Литмир - Электронная Библиотека
A
A

— Опять чужих лечишь, — сказала Нина, не в укор, а с тихой улыбкой, глядя, как Корнев перевязывает румынского старика, подвернувшегося с разбитой на минном осколке ногой. — Я уж и не спрашиваю. Знаю — раненый он раненый, чей бы ни был.

— Выучилась, — усмехнулся Корнев. — Слово в слово за мной повторяешь.

— У хорошего человека училась, — сказала она просто, и оба замолчали, и в этом молчании было всё то, что они не говорили вслух.

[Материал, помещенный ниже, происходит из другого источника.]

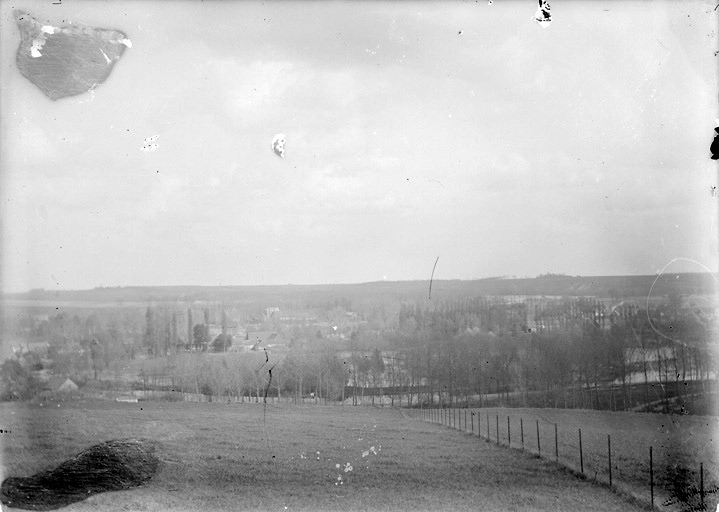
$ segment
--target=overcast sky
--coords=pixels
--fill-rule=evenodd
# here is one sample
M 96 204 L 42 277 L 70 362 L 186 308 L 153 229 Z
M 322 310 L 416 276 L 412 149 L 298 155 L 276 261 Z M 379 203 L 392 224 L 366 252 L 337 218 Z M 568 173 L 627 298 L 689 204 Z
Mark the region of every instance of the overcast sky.
M 0 6 L 5 291 L 717 270 L 708 2 Z M 13 8 L 132 48 L 52 101 Z

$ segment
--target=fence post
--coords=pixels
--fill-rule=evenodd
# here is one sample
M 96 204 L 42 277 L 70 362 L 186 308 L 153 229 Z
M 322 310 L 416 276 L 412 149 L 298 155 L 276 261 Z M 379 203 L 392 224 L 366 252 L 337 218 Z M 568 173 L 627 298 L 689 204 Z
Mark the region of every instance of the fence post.
M 509 430 L 509 416 L 507 416 L 507 446 L 512 446 L 512 432 Z
M 607 434 L 607 455 L 609 455 L 609 487 L 612 486 L 612 436 Z
M 701 499 L 701 510 L 706 510 L 704 507 L 704 463 L 699 463 L 699 498 Z
M 649 447 L 649 489 L 652 496 L 652 510 L 654 510 L 654 460 L 651 446 Z
M 584 454 L 582 453 L 582 429 L 579 429 L 579 467 L 584 473 Z

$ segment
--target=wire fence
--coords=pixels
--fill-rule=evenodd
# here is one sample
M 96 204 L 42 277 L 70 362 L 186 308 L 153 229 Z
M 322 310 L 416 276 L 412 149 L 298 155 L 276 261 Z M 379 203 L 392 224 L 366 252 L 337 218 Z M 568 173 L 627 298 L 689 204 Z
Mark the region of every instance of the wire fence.
M 503 408 L 415 415 L 555 461 L 653 509 L 715 510 L 719 502 L 716 418 Z

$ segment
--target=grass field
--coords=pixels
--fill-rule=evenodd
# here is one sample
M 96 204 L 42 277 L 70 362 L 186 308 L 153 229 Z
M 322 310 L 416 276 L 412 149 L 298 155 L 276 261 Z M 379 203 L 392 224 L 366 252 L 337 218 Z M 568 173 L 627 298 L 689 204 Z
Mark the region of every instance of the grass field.
M 456 428 L 465 429 L 464 409 L 451 411 L 450 421 Z M 716 488 L 719 483 L 719 453 L 714 441 L 719 432 L 716 416 L 678 416 L 632 412 L 588 411 L 567 409 L 513 409 L 483 408 L 467 410 L 467 430 L 497 440 L 497 417 L 499 418 L 499 441 L 521 448 L 521 426 L 524 429 L 524 448 L 538 452 L 537 422 L 539 423 L 539 447 L 543 457 L 555 460 L 580 471 L 590 480 L 608 483 L 608 440 L 611 436 L 612 480 L 620 489 L 630 494 L 650 498 L 649 447 L 653 449 L 655 497 L 661 503 L 681 492 L 698 492 L 700 463 L 704 469 L 704 488 Z M 413 411 L 417 415 L 419 411 Z M 507 432 L 509 418 L 509 435 Z M 520 422 L 520 419 L 522 420 Z M 441 421 L 441 419 L 440 419 Z M 555 452 L 554 424 L 557 424 Z M 582 457 L 579 452 L 579 429 L 582 430 Z M 582 460 L 583 459 L 583 460 Z M 684 468 L 682 472 L 677 468 Z M 693 498 L 698 502 L 698 496 Z M 708 510 L 714 510 L 719 496 L 711 493 L 706 498 Z
M 162 445 L 155 478 L 66 510 L 639 510 L 551 461 L 399 410 L 264 412 L 253 404 L 0 404 L 3 478 L 139 436 Z

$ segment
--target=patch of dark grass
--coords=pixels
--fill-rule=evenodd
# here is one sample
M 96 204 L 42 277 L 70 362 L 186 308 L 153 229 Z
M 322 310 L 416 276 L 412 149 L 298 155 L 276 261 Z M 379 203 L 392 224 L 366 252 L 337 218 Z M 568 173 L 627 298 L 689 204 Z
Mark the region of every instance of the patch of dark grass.
M 92 446 L 53 470 L 7 478 L 0 486 L 0 501 L 26 510 L 54 510 L 100 492 L 137 487 L 157 471 L 155 447 L 146 439 Z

Лечить на чужой земле приходилось много — и своих, и чужих. Война катилась дальше, бои шли, поток раненых не иссякал; а сверх того к Корневу несли и местных — подорвавшихся на минах, больных, истощённых, баб в родах, которым война разогнала всех врачей. И Корнев лечил всех, по своему неизменному правилу: своих — первыми, при равной тяжести; но и чужого, безоружного, истекающего — не бросал. И страх в освобождаемых сёлах отступал, сменялся изумлением: русские пришли — и не звери, а вон, доктор детей лечит, роды принимает, мин не велит трогать, показывает где немец напакостил. И это изумление было Корневу дороже иной военной победы, потому что в нём ковалась та правда о его народе, которую он, человек из будущего, особенно ценил: что пришли — людьми.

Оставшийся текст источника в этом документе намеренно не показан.